MARSHAL Gebbie has spent two years watching the Victoria Park Tunnel "magically emerge ... I've seen it go from an embryonic state to a solid morass of machinery," he says.
The 67-year-old storeman dishes out fuel, tools and equipment to the army working on the project.
He has written several
poems about the tunnel, which have been posted on the internet, hung inside the smoko room and painted on a mural outside the construction site.
"Some poke sh*t at it, others don't. There's some very appreciative souls."
He vividly describes welding equipment reflecting on skeletons of reinforced steel, monstrous cranes with hanging rigs, and trucks piled high with debris: "Legions of vehicles whistle by, watching what's happening with the hard hats below, and suddenly a tunnel magically emerges."
Gebbie has been writing poetry since he was a boy and is inspired by everyday things. He says he writes in a simplistic, rhythmic way and gets satisfaction from encapsulating his thoughts.
"They're so transient, if you don't capture them they're gone. Sometimes the beauty or ugliness of a situation should be recorded."

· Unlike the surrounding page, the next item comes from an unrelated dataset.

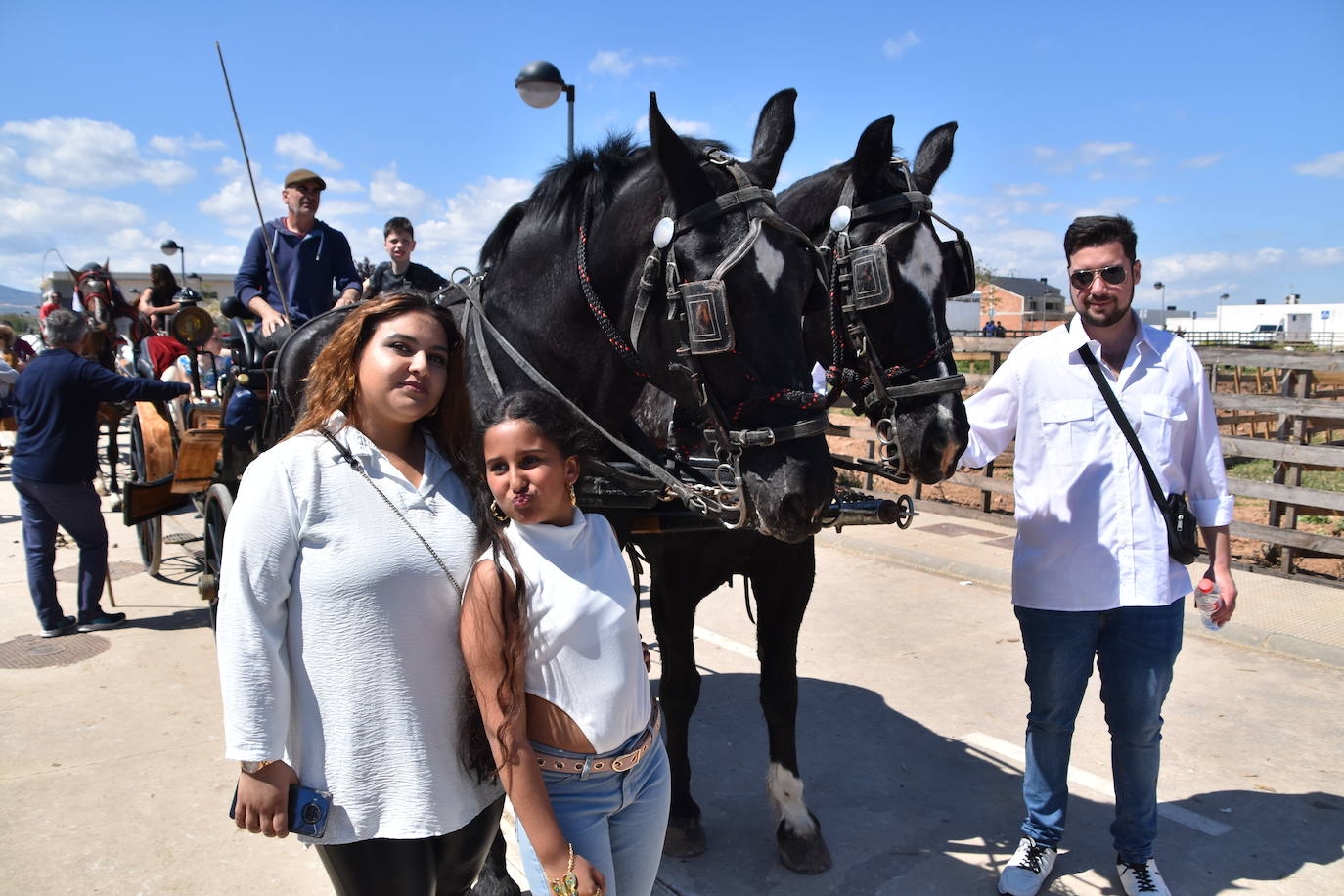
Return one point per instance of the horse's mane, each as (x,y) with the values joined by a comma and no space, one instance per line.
(589,180)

His employers, Fletcher Construction, noticed his talents while he was working on the Manukau Harbour Crossing two years ago. The company employed a film crew to document his poem MHX Emergeth, which was played at the Australasian Alliancing Association awards, helping them to win a prestigious prize.
The Mangere Bridge resident takes us down an emergency escape to the freshly tarsealed tunnel and explains how deep holes were bored 10m into the ground, latticeworks of reinforcing steel were inserted and concrete poured into walls and pillars.
Up to 400 men have worked on the 475m long, three-lane tunnel. "Everything had to be done accurately, precisely and particularly."
It was built on reclaimed land so chemicals had to be injected into walls to firm up the clay and stop seawater from gushing through.
"The tunnel sits on an old gas works and the site was full of tar oil and creosote," he says. "Keeping that separate from the Waitemata was a work of art."
Services had to be moved out of the tunnel's path then reinstated, including the country's largest sewer pipe, the Freemans Bay culvert, and the Birdcage pub. Beams were lowered to hold the walls apart, before ancient sediment was dug out, the floor installed and roof completed.
"Clay was up to the roof, diggers hauled it away and as it went artefacts emerged," Gebbie says.
A bag of sawdust from the 1800s, a rifle at the bottom of a well and a pile of 20 foot long wooden wharf pylons were some of the treasures revealed. "Several pylons were pulled out of the mud and made into Maori carvings for the new Victoria Park skatepark."
The tunnel will be finished two months before its due date. It will unblock a crucial bottleneck on State Highway 1 and improve the northbound approach to the Harbour Bridge.
"We've worked with massive traffic against lousy weather with minimum disruption. That spells achievement," says Gebbie.
Gebbie will need his hard hat and notebook for a while yet. His next project is the Waterview tunnel, starting in June. That's expected to take five years - time enough for a poem to rival The Ancient Mariner?
Open day at the Tunnel
VICTORIA PARK TUNNEL is holding an open day on Saturday, October 29, but you must register. Around 10,000 people have booked; 5000 places are left. The event includes a walk through the tunnel, food stalls and entertainment. See www.tunnelwalk.eventbite.com
TWO OF THE tunnel's three northbound lanes will open to the public on Monday, November 7. The third lane will open in March.